Brexit talisman Nigel Farage steps aside as anti-EU UK Independence Party chief

Diane James, currently a member of the European parliament, was announced as the party's new head at its annual conference after a ballot of UKIP's 40,000 members.

By: Reuters | Bournemouth | Published:September 16, 2016 6:53 pm
Nigel Farage, diane james, UK Independence Party, ukip, Brexit, european union, eu, britain european union, britain, world news Nigel Farage, the outgoing leader of the United Kingdom Independence Party (UKIP), speaks at the party’s annual conference in Bournemouth. (Source: Reuters)

Britain’s anti-European Union UK Independence Party elected deputy chairwoman Diane James its new leader on Friday to replace Brexit talisman Nigel Farage who stepped down after helping to win the referendum on EU membership in June. James, currently a member of the European parliament, was announced as the party’s new head at its annual conference in the southern English coastal town of Bournemouth after a ballot of UKIP’s 40,000 members.

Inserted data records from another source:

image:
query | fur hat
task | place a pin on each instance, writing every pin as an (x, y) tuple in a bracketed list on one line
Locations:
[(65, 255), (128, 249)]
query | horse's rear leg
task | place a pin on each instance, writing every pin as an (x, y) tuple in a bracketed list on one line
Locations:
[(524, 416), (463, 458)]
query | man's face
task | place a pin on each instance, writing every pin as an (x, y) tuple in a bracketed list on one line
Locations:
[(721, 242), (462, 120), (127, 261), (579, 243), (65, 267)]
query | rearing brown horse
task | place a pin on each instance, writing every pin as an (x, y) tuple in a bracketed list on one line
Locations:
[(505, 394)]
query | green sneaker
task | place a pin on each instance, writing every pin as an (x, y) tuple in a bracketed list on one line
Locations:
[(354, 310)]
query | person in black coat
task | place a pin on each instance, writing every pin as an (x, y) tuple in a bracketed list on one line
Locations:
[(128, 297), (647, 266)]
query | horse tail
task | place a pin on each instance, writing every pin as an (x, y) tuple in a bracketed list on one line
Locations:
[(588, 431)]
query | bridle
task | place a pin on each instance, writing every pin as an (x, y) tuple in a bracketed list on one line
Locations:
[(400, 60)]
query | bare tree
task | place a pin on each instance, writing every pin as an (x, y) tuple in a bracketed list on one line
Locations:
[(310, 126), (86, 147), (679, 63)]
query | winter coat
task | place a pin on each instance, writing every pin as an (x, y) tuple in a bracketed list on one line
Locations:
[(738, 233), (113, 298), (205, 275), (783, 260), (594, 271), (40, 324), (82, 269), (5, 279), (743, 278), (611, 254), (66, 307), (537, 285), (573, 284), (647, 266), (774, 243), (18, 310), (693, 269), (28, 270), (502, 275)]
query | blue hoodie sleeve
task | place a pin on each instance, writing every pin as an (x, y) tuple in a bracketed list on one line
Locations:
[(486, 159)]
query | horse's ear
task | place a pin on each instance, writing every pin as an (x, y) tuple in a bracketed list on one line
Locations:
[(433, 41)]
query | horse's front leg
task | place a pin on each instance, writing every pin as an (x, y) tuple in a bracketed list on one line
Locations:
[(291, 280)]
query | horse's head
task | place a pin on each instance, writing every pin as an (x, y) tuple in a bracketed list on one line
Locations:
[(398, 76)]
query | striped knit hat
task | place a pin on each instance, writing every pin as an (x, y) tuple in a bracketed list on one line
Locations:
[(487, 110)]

“We are the political change movement of the United Kingdom,” James said, pledging to makes sure Britain acted on the referendum result and left the EU. A former business analyst with a long career the healthcare sector, James has pledged to ensure the government delivers an exit from the EU that meets the demands of UKIP voters: namely tighter immigration controls and more free trade.

But, she will inherit a party riven with factional disputes and struggling to define a clear identity after achieving its number one goal of triggering Britain’s exit from the EU. A close ally of Farage defected to the ruling Conservative Party on the eve of the conference, saying that Prime Minister Theresa May had delivered on key elements of the UKIP manifesto since taking office in July, and that droves of UKIP supporters were doing the same. Nevertheless, UKIP remains a potent force in British politics.

Led by the charismatic Farage, who successfully tapped into a powerful anti-establishment mood among voters, the party won nearly 4 million votes at a general election in 2015 and played a key role in persuading Britons to vote to leave the EU.